3.5. Baseline Mucin-1 and Pulmonary Function Decline

Following the initiation of pirfenidone treatment, there was an overall pattern of reduction in the annualized decline in both FVC and DLCO in the study cohort, although these differences did not reach statistical significance (Figure 5a,b). A comparison of the on-treatment annualized rates of change between the “mucin-1 ≥ 2.5” group and the “mucin-1 < 2.5” group revealed that, while there was no significant between-group difference in the annualized rate of change in FVC (either including or excluding patients with AE-IPF), the annualized rate of decline in DLCO for the “mucin-1 ≥ 2.5” group was significantly greater than that of the “mucin-1 < 2.5” group, even after excluding patients with AE-IPF (Figure 5c–f).
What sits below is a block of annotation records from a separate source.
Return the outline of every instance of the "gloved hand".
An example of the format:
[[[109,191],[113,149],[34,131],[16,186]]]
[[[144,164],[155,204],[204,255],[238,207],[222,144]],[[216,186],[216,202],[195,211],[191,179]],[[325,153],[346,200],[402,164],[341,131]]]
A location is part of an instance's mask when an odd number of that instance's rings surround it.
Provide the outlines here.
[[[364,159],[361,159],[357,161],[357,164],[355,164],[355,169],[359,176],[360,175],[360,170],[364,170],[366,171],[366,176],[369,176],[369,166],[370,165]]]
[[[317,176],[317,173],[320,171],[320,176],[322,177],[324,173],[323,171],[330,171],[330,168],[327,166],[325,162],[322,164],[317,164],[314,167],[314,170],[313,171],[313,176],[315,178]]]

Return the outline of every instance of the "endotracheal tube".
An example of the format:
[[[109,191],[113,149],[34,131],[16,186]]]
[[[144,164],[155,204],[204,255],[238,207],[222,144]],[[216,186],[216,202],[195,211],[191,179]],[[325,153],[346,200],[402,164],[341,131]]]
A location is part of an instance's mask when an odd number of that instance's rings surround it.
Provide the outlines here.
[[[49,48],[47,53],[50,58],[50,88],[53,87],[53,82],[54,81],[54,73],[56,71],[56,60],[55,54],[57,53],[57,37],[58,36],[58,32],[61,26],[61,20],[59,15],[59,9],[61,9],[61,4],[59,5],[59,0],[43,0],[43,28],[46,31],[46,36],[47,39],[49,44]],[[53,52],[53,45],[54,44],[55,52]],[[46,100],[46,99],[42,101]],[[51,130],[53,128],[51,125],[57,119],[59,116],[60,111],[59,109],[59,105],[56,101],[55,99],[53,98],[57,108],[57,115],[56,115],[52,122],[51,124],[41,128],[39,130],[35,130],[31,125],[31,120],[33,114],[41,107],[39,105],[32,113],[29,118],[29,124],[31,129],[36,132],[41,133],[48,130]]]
Furthermore, a numerically greater proportion of patients in the “mucin-1 ≥ 2.5” group exhibited a ≥ 10% decline in FVC over 24 weeks than in the “mucin-1 < 2.5” group. This trend, though, may be attributable to the functionally detrimental effect of on-treatment AE-IPF (Figure 5g). However, a significantly greater proportion of patients in the “mucin-1 ≥ 2.5” group suffered a 24-week decline of ≥ 10% in DLCO than in the “mucin-1 < 2.5” group, and this finding persisted after patients with on-treatment AE-IPF had been excluded (Figure 5h).

4. Discussion

In the present study, which involved a real-world cohort of patients with IPF receiving antifibrotic pirfenidone, we found that baseline blood levels of mucin-1 were prognostic. Patients with baseline mucin-1 ≥ 2.5 ng/mL had enhanced risks of on-treatment AE-IPF and SAO (either within 2 years or anytime during the follow-up). These patients also exhibited a greater on-treatment decline in DLCO than patients with mucin-1 < 2.5 ng/mL. These findings confirmed our hypothesis and are supportive of the prognostic utility of the single-time-point baseline check of mucin-1 for patients with IPF receiving antifibrotic treatments.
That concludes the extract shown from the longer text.